*trigger warnings for sexual assault and self-harm*
This semester (and throughout my time at Barnard, truth be told) I’ve been thinking a lot about women and wellness in the world, especially the relationship between women and suffering. I’m studying English lit and Women’s, Gender & Sexuality studies, so I end up spending a lot of time reading about both fictional and real women who suffer, and also thinking about the ways those different narratives influence us.
There’s a lot of really interesting, super relevant, non-academic reading around about this.
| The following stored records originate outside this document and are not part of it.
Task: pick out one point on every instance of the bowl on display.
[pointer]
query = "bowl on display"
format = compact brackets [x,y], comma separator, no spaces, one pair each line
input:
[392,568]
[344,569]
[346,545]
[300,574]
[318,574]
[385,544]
I really like longform journalism, so I’m including a couple of articles I’ve read in the last year or two that are really interesting to read, especially as a student on this campus at this moment in time, when I think collectively a lot of us are considering gender and culture especially as they manifest in our generation.
1. The Grand Unified Theory of Female Pain, by Leslie Jamison
This is an essay from a really incredible book called The Empathy Exams. The book is about suffering, pain, medicine, gender, and the way we interact with and pathologize bodies. This essay takes into account so many interesting literary and contemporary examples of narratives and fetishizations of female pain, and the way culture sometimes poeticizes and worships the wounded woman.
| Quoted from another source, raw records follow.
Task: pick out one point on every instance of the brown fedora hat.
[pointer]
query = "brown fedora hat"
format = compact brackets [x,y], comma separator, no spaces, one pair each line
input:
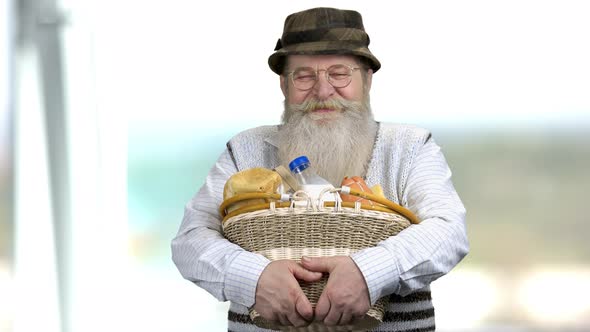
[319,31]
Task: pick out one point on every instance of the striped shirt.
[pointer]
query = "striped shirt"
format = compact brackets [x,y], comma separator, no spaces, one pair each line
[406,162]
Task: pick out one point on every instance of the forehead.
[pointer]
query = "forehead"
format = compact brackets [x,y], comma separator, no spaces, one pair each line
[320,61]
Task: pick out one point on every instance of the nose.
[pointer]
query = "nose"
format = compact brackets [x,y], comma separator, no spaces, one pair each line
[323,89]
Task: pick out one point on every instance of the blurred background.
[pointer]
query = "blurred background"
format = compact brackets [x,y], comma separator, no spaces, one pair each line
[112,113]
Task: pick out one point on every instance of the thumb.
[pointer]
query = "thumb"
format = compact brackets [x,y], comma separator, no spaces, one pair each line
[318,264]
[304,274]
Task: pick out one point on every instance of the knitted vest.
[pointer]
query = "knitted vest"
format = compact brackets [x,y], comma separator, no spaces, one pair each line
[394,151]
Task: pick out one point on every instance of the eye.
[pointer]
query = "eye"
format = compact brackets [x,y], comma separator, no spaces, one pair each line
[339,72]
[304,75]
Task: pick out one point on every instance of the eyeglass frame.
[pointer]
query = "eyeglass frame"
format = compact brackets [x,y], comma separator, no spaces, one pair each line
[317,71]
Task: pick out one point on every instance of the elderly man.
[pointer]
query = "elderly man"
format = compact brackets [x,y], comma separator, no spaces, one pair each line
[325,70]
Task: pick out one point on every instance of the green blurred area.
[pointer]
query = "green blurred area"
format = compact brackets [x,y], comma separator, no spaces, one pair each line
[524,192]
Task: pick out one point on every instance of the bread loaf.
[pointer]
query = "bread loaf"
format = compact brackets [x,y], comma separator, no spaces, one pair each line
[251,180]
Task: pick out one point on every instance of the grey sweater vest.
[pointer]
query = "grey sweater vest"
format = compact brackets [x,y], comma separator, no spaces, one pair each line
[394,152]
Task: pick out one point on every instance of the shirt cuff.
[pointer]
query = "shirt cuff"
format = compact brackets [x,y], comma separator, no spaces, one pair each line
[242,277]
[380,271]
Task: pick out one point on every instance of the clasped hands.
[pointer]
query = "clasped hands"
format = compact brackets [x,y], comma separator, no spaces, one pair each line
[345,297]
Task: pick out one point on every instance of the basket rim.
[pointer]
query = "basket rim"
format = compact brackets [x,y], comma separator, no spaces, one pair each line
[277,200]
2. Your Friends and Rapists, by Sarah Nicole Prickett
This is a really striking, intimate essay on sexual assault and the cultivation of culture that permits it. It’s hard to read, but really thought-provoking, and really relevant to the crises and campaigns that many of us are involved in at Columbia.
3. Call It Rape, by Margot Singer
This is another super intimate and personal collection of stories about youth and sex and violence. It’s poetic and difficult and complicated. It includes some intriguing and heartbreaking conversations about what constitutes rape.
4. Where Are All The Women, by Sarah Nicole Prickett
The census, then, suggests that where there weren’t always girls, there are girls now, girls everywhere, girls who will celebrate a dozen 29th birthdays and still be girls… Girls are forever. Women, I know, are for life. This is another article by Sarah Nicole Prickett about girls and women, the word bitch as an identity, men, “ladies,” privilege, bodies. It’s personal and it’s quick and it’s snappy and relevant. You might like it.
These are hard but they’re also smart and worthwhile.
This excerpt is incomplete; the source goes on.